Can Direct Air Capture Deliver?

As money pours into the space, questions arise about whether the method of removing carbon from the atmosphere is the best investment.

Climeworks’ Orca DAC facility in Iceland came online in September 2021 and is 100% powered by an adjacent hydropower plant.
Climeworks’ Orca DAC facility in Iceland came online in September 2021 and is 100% powered by an adjacent hydropower plant.
Source: Climeworks.

Carbon removal is one, if not the, hottest topic in today’s battle over correcting the global course of climate change, and direct air capture (DAC) is the current darling of the carbon removal space.

DAC works to gather CO2 directly from the atmosphere with an engineered system, like how trees absorb CO2 for photosynthesis, only faster and with a smaller, but manmade, overall footprint.

Popular systems use chemical reactions to extract CO2 from the captured air. Once captured, the CO2 is compressed and stored in geological formations deep in the ground, or in some cases, used to produce low-carbon-intensity products like diesel or aviation fuel.
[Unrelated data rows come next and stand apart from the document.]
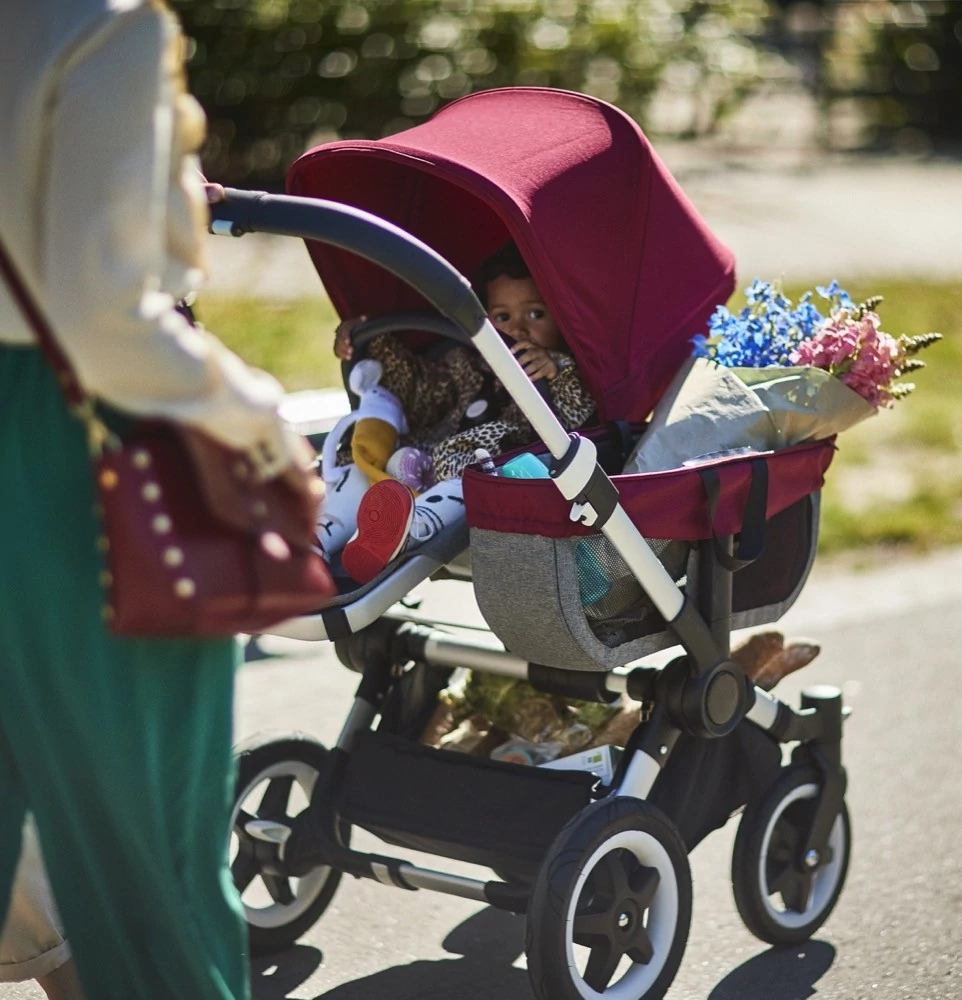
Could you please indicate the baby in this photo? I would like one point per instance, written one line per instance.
(455, 406)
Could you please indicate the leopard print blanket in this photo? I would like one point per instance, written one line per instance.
(441, 398)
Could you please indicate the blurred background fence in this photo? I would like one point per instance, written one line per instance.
(279, 76)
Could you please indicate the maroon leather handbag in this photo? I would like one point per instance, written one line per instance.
(190, 550)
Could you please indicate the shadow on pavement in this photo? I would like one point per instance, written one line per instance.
(489, 942)
(274, 977)
(788, 973)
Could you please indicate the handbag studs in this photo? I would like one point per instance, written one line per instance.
(173, 557)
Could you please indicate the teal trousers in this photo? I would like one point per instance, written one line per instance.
(120, 747)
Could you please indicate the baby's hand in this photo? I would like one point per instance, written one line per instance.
(343, 347)
(535, 360)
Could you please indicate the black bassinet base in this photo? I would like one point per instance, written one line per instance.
(505, 816)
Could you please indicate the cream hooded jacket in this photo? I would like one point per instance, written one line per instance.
(102, 209)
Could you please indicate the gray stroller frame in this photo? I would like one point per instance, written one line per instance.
(608, 871)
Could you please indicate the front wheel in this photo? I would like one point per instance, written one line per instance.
(610, 909)
(275, 780)
(782, 900)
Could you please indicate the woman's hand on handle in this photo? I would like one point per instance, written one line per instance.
(343, 347)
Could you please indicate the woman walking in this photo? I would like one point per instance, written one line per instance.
(119, 747)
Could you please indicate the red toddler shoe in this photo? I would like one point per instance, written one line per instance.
(383, 522)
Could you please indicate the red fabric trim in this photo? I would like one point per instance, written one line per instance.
(660, 504)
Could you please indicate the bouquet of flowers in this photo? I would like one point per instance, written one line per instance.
(777, 374)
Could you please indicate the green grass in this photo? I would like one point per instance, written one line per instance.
(896, 480)
(290, 339)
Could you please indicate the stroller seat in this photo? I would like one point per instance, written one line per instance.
(576, 575)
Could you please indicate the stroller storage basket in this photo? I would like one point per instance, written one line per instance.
(558, 594)
(454, 805)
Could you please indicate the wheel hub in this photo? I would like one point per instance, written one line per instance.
(610, 916)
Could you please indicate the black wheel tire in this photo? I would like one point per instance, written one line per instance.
(579, 873)
(766, 839)
(288, 760)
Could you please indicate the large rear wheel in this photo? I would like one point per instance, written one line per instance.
(610, 909)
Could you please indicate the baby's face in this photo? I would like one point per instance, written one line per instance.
(516, 308)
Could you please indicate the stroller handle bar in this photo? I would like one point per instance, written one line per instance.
(576, 472)
(407, 258)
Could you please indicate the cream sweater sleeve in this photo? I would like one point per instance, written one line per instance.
(123, 225)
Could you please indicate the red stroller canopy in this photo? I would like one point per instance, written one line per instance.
(624, 262)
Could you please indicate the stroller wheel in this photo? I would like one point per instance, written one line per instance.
(780, 902)
(610, 909)
(275, 779)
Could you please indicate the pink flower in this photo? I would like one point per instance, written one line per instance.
(855, 350)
The rest of the captured air is returned to the atmosphere.

The Biden administration has put its weight behind the expansion of DAC facilities in the US. The recent Inflation Reduction Act included tax credits for DAC CO2 as well as broadening the eligibility of qualified DAC facilities. It decreases the amount of CO2 capture requirements from 100,000 tonnes per year to just 1,000.

In addition, the US Department of Energy (DOE) recently awarded up to $1.2 billion for a pair of DAC facilities in Texas and Louisiana.